I'm making the assumption here that everything with the same type id will have the same size (and I don't actually know if that is a guaranty given all the magic rust does with memory optimization. I could use a trait object, but I want the data to be in contiguous memory. How would I go about this? Still new to the more advanced parts of rust. Would need to implement a custom allocator or something?

You could look at how anymap does it. Its uses the Any trait and downcasts values.

1 Like

The only problem with anymap is that the values are stored via indirection (in a box). What I would like to do is store everything in contiguous memory, and somehow communicate to rust that all the data structures indeed have a common size. I could probably pull out a bunch of unsafe raw ptr stuff and get it done, but I would like to do something more idomatic.

Rust can't perform optimizations that would break the layout of a type, that would be insane.

However, there is one technical exception: dynamically-sized types of course have varying sizes, but they can be handled behind indirection only, so you will only ever directly interact with pointers to them anyway. So this is not really an issue.

By the way, Box<Vec<…>> is completely useless. Vec<…> already holds a heap buffer, there's no need for one more heap allocation and one more level of indirection there.

In your original post, the guarantee/assumption was weaker: it was that everything with the same type ID has the same size, not that everything has the same size – which, by the way, is simply not true.

I mean that everything in a common bin (same type id) has the same size. I'm unsure why I boxed the Vec! I meant: HashMap<std::any::TypeId, Vec<..>>
The trivial way to do this would be Vec<Box>, (or a reference) but this pretty much what anymap does, and unsuitable for my needs.
For each type id, I want to create a Vec that is able to store any other type of the same type id (but actually own the data, not just a ptr). Is this possible?

What about something like this?

use std::{
    any::{Any, TypeId},
    collections::HashMap,
};

#[derive(Default)]
pub struct AnyMap(HashMap<TypeId, Box<dyn Any>>);

impl AnyMap {
    pub fn push<T: 'static>(&mut self, value: T) {
        self.0
            .entry(TypeId::of::<T>())
            .or_insert_with(|| Box::new(Vec::<T>::new()))
            .downcast_mut::<Vec<T>>()
            .unwrap()
            .push(value);
    }

    pub fn get<T: 'static>(&self) -> &[T] {
        match self.0.get(&TypeId::of::<T>()) {
            Some(items) => items.downcast_ref::<Vec<T>>().unwrap(),
            None => &[],
        }
    }
}

(playground)

2 Likes

I don't think you can do that in safe code. The closest you can get is actually similar to your boxed vector, which still seems wasteful, but required due to the (current) inability to create a dyn Trait from an unsized value. (Edit: @Michael-F-Bryan beat me to it.)

If you want to remove that overhead, you could implement your own casting mechanism using TypeId and raw pointers obtained from Vec.

I don't think you can implement what you want in safe Rust.
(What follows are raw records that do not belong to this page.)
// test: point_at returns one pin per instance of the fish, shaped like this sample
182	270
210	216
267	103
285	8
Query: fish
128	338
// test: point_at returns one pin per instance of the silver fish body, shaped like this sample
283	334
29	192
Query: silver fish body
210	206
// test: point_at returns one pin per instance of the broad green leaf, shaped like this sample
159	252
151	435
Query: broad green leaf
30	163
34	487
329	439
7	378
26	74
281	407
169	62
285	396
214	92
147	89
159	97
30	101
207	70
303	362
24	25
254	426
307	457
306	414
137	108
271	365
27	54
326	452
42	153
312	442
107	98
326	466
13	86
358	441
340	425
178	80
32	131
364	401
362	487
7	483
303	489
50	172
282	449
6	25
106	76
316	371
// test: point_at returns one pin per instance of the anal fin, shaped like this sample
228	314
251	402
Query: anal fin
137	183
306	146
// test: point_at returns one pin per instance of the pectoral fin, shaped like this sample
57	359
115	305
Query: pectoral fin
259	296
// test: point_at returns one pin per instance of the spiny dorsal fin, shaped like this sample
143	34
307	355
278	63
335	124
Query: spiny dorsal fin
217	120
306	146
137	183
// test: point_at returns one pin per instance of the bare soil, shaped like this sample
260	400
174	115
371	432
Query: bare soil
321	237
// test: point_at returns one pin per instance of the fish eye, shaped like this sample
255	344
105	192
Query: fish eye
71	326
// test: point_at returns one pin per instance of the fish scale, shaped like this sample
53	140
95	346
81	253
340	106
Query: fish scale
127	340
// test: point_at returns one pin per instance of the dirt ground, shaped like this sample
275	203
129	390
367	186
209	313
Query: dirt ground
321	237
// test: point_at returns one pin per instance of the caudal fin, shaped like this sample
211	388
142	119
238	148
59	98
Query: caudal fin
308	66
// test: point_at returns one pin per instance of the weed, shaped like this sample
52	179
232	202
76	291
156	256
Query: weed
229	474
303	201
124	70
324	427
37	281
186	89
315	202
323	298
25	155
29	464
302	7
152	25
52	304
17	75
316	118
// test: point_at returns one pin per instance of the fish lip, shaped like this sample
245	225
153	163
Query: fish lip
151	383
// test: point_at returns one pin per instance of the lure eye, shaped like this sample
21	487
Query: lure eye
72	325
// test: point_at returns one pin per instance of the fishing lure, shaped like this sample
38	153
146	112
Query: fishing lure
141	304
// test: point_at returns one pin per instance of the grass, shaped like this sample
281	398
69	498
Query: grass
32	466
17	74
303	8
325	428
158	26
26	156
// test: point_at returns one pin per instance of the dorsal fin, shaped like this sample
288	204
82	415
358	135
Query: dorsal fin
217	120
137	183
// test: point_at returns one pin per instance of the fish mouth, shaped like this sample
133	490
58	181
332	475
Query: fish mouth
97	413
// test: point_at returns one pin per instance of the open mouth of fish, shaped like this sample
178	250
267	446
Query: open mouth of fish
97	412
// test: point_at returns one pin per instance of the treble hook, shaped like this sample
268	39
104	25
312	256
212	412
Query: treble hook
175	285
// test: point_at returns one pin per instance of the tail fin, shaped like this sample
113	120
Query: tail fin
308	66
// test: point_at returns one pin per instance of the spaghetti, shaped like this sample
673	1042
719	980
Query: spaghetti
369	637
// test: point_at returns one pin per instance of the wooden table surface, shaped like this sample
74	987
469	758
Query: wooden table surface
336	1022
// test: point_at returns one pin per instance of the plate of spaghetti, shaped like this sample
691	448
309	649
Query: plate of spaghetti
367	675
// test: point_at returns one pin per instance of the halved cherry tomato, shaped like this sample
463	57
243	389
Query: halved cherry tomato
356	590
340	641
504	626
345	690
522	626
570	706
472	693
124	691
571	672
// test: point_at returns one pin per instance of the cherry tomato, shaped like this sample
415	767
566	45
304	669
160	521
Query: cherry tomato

Vec needs to know the size of its items at compile time, and the size is determined by the type of the items within. This means that, no matter what you store into the Vec, the size of the item cannot depend on the key in the HashMap, which defeats your approach. You would need a growable buffer which determines the size of its elements at runtime based on dynamic information.

I don't know any such structure off the top of my head, but I wonder whether you really need it. The simplest way to do what you want would probably be HashMap<TypeId, Vec<Box<dyn Any>>>, with a runtime downcast based on the provided type_id. Of course, that assumes that you know in some other way which type actually has that type_id, since there is no mapping from type_id's to types.

Thank you, guys! I think I'm going with @Michael-F-Bryan approach. The pointer indirection is a little bit annoying, but shouldn't pose any runtime performance penalties for my purposes! Thank you!